The metadata for open/close delimiters would be a distance to the paired delimiter, so that you can skip over everything inside, just like you can with token trees currently.

Token ropes

To avoid actually allocating all of the tokens produced by macro expansion, we can build “ropes” that point back into the original token stream.

Example:

macro_rules! add {
    ($x:expr, $y:expr) => ($x + $y)
}
fn four() -> i32 { add!(1, 3) }

Original tokens:

"macro_rules" ! "add" {
  ( $ "x" : "expr" , $ "y" : "expr" )
  => ( $ "x" + $ "y" )
}
"fn" "four" ( ) -> "i32" { "add" ! ( "1" , "3" ) }

Expanded tokens:

"fn" "four" ( ) -> "i32" { "1" + "3" }

Expanded token ropes:

24...30: "fn" "four" ( ) -> "i32" {
34...34: "1"
19...19: "+"
36...36: "3"
38...38: "}"

As you can see, the data that would need to created by expansion grows with the number of macro invocations and $var interpolations in macro_rules RHSes, not actual tokens being interpolated.

One problem with AST-based expansion is that you have to recurse into the parsed expansion of each macro to find more macro invocations.

With the token ropes, you can always have a top-level queue that you keep pushing ranges to and have no recursion at all.

This ends up supporting the “macro tail call” pattern, where each macro expands to another macro invocation, as in that case the queue size stays constant, instead of recursing and potentially overflowing the compiler’s stack (as demonstrated by @Manishearth and @DanielKeep with the brainfuck/hodor macros).

Back to the AST

I mentioned how token trees split allocations unnecessarily, but the AST is much worse: just the 4 most common kinds of nodes (Item, Expr, Ty and Pat) add up to ~244600 nodes using over 33MB by themselves.
There are also vectors and other kinds of nodes, so the whole AST is probably using over 50MB (but it’s harder to quantify atm).
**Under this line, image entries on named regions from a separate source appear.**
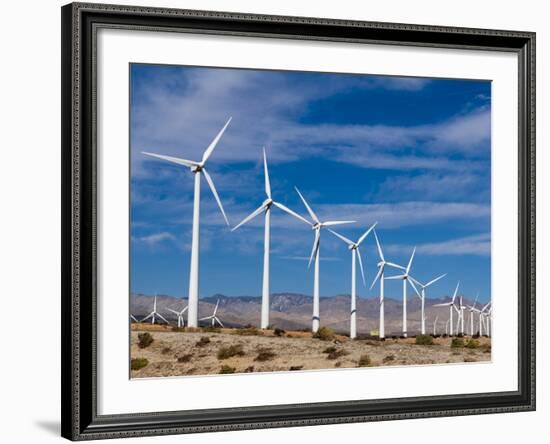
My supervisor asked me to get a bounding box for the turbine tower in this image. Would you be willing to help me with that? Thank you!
[231,149,309,328]
[370,230,404,339]
[411,273,447,335]
[434,281,460,336]
[386,247,424,338]
[168,305,189,327]
[199,299,223,328]
[143,117,231,327]
[141,295,169,324]
[328,222,378,339]
[295,187,355,333]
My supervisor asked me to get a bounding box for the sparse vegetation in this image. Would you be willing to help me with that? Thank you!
[217,344,245,360]
[415,335,434,345]
[451,338,464,348]
[130,358,149,370]
[357,354,372,367]
[138,332,154,348]
[195,336,210,347]
[178,353,193,363]
[254,348,277,362]
[313,327,336,341]
[220,365,237,375]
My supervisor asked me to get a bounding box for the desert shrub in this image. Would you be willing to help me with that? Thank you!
[178,353,193,362]
[357,355,372,367]
[323,345,337,353]
[451,338,464,348]
[138,332,154,348]
[130,358,149,370]
[415,335,434,345]
[195,336,210,347]
[217,344,244,360]
[233,325,263,336]
[313,327,336,341]
[220,365,237,375]
[327,348,349,359]
[254,348,277,362]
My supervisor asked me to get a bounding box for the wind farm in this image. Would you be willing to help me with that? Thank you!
[132,68,494,378]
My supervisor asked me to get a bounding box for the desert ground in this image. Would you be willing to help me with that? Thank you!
[131,324,491,378]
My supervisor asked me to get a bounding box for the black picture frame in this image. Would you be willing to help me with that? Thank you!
[61,3,535,440]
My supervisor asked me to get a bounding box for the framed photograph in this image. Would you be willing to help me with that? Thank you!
[62,3,535,440]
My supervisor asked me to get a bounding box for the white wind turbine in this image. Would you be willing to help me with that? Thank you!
[328,222,378,339]
[468,293,479,336]
[296,188,355,333]
[143,117,231,327]
[386,247,424,338]
[168,305,189,327]
[231,149,309,328]
[199,299,223,328]
[410,273,447,335]
[141,295,169,324]
[434,281,460,336]
[370,230,405,339]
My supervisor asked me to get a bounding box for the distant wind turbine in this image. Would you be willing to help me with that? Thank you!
[434,281,460,336]
[328,222,378,339]
[386,247,424,338]
[143,117,231,327]
[411,273,447,335]
[231,149,309,328]
[199,299,223,328]
[141,295,169,324]
[370,230,405,339]
[295,187,355,333]
[168,305,189,327]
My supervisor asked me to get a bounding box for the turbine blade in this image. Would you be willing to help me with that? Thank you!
[370,265,384,290]
[201,117,232,165]
[273,201,311,225]
[231,204,265,231]
[264,147,271,199]
[142,151,199,167]
[307,228,321,268]
[424,273,447,287]
[407,247,416,274]
[357,222,378,245]
[328,228,355,246]
[294,187,320,223]
[322,220,356,227]
[202,168,229,226]
[357,247,367,287]
[374,230,384,261]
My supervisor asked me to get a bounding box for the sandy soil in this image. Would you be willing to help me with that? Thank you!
[131,324,491,378]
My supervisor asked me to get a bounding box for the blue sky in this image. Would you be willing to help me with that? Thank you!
[130,64,491,300]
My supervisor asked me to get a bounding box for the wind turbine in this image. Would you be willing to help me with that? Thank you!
[231,149,309,328]
[370,230,404,339]
[295,187,355,333]
[199,299,223,328]
[434,281,460,336]
[168,305,189,327]
[143,117,231,327]
[386,247,424,338]
[468,293,479,336]
[410,273,447,335]
[141,295,169,324]
[328,222,378,339]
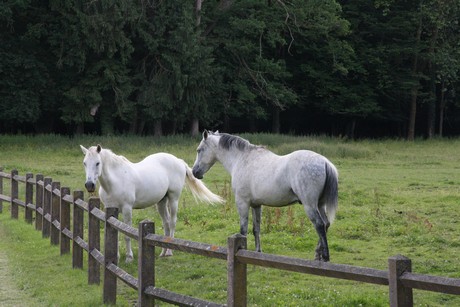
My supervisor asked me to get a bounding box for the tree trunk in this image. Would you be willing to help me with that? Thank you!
[427,27,439,139]
[190,118,200,136]
[99,107,114,135]
[272,106,281,133]
[407,13,422,141]
[407,86,418,141]
[438,81,446,137]
[153,119,163,137]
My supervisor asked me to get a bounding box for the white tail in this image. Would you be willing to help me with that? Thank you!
[184,162,225,204]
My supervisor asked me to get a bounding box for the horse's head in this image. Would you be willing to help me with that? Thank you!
[80,145,102,193]
[193,130,219,179]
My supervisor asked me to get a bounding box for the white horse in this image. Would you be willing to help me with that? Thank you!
[193,130,338,261]
[80,145,223,262]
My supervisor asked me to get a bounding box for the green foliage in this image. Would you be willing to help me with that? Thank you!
[0,0,460,137]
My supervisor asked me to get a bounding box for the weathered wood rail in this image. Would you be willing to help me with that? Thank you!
[0,168,460,306]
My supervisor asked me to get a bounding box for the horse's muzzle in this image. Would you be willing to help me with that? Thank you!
[85,181,96,193]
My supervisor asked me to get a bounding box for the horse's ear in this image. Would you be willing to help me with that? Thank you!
[80,145,88,155]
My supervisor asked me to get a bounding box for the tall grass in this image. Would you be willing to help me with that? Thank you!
[0,134,460,306]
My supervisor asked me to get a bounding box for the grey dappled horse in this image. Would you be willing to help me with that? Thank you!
[193,130,338,261]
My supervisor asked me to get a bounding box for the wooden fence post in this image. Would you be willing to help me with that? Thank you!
[42,177,52,238]
[0,167,3,213]
[50,181,61,245]
[227,234,247,307]
[88,197,101,284]
[137,221,155,307]
[72,191,84,269]
[388,255,414,307]
[35,174,43,231]
[59,187,70,255]
[11,170,19,219]
[24,173,34,224]
[103,208,118,305]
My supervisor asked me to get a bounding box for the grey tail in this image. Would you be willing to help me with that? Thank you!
[321,161,339,224]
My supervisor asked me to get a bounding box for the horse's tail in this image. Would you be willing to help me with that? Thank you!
[321,161,339,224]
[184,162,225,203]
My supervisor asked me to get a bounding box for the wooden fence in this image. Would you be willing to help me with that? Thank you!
[0,168,460,306]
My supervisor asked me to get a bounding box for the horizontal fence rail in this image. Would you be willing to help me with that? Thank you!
[0,168,460,306]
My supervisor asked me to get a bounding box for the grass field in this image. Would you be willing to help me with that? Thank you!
[0,134,460,306]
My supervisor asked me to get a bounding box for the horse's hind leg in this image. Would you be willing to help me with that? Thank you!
[158,196,172,257]
[122,206,133,263]
[302,202,329,261]
[252,206,262,252]
[236,196,249,236]
[315,204,330,261]
[165,194,180,256]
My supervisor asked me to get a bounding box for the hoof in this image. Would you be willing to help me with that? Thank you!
[125,256,133,263]
[160,249,172,257]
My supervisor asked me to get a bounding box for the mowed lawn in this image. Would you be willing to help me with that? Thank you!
[0,134,460,306]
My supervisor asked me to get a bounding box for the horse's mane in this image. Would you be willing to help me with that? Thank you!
[101,148,130,163]
[219,133,260,151]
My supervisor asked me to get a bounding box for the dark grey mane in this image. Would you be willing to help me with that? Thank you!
[219,133,257,150]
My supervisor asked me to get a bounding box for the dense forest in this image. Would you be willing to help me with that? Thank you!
[0,0,460,140]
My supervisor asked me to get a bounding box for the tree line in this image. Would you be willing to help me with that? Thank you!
[0,0,460,139]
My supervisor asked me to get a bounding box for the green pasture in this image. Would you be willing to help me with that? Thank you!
[0,134,460,306]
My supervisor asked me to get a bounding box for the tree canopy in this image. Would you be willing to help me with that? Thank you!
[0,0,460,139]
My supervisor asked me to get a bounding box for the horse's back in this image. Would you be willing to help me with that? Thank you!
[232,150,335,206]
[130,153,186,207]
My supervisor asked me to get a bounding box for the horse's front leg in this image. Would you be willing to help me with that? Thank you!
[236,198,249,241]
[118,205,133,263]
[157,196,172,257]
[252,206,262,252]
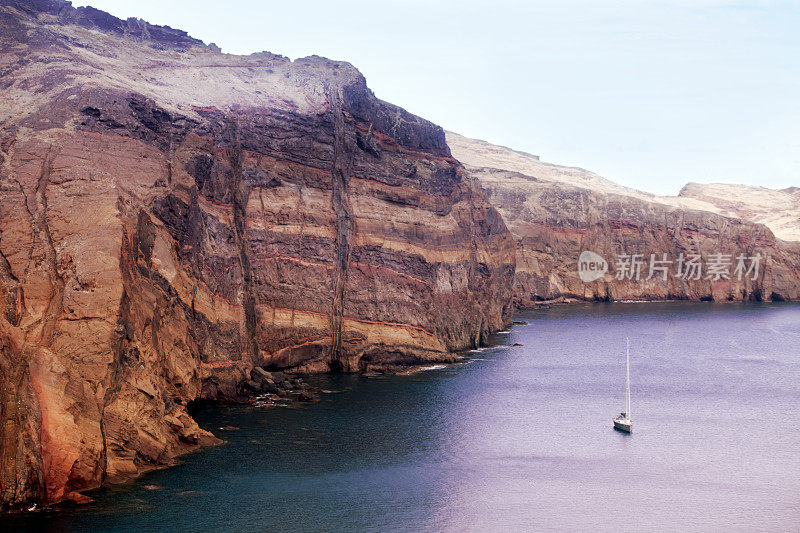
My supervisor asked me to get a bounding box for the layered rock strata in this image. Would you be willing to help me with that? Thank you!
[447,133,800,308]
[0,0,515,507]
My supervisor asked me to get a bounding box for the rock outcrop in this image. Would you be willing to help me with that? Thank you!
[447,133,800,308]
[0,0,515,508]
[678,183,800,242]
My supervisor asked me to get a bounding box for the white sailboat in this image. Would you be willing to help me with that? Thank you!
[614,337,633,433]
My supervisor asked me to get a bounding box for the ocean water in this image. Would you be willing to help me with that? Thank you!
[5,303,800,532]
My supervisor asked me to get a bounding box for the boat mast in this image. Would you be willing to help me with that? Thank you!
[625,337,631,420]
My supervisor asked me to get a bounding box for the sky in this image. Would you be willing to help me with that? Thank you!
[73,0,800,195]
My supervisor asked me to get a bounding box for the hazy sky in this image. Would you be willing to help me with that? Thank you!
[73,0,800,194]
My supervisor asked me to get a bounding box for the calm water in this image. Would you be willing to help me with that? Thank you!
[6,303,800,532]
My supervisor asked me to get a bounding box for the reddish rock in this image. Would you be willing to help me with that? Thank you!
[0,0,515,507]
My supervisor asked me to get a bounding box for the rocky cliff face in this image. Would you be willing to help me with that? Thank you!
[679,183,800,242]
[0,0,515,507]
[447,133,800,308]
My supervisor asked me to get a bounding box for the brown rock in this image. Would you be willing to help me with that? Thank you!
[0,0,515,507]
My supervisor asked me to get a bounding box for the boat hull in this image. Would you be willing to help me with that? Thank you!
[614,420,633,433]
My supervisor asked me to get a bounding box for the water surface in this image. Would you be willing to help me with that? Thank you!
[7,303,800,532]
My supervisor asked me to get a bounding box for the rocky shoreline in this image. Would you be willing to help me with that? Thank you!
[0,0,800,510]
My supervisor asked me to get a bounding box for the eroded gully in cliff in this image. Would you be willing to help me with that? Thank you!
[328,87,354,371]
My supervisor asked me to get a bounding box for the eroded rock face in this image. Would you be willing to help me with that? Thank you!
[447,133,800,308]
[0,1,515,507]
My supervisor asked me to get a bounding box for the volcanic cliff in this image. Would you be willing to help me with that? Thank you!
[0,0,515,507]
[447,132,800,308]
All of that means you take 25 milliseconds just to traverse the entire AST of librustc, whereas the (artificial) flat token array takes 5 milliseconds with small token tags and only goes up to 7 for 88 byte Tokens (which is how big they are currently in libsyntax, for various reasons).

So flat arrays are faster to go through, but what about the actual work you need to perform for parsing the tokens into the AST each time?

(My hope is that parsing each time takes less than visiting the cache-unfriendly AST, but that might not be the case, and if it’s not, there are other options available)

I don’t know the answer yet, I am still working on modifying libsyntax so it parses without allocating the result into memory at all.

I will keep updating this post as I get more concrete data.


#2

I think we will need to keep hygiene info in the tokens. This is not due to the new hygiene algorithm but due to the tokens in, tokens out model for syntax extensions - we need to keep the hygiene info somewhere, and since we don’t have the AST any more, tokens are the only choice.

I would also like to keep span info with tokens rather than in the AST - it is useful for tools to have all the spans, and keeping them in tokens rather than the AST seems a good way to do so (we’d probably need to compress the spans to some extent to make this feasible).

I’m unclear what the motivation for this is - aiui lexing and parsing don’t take a meaningful amount of time and the memory use is not too much of a concern. What is the goal with the refactoring?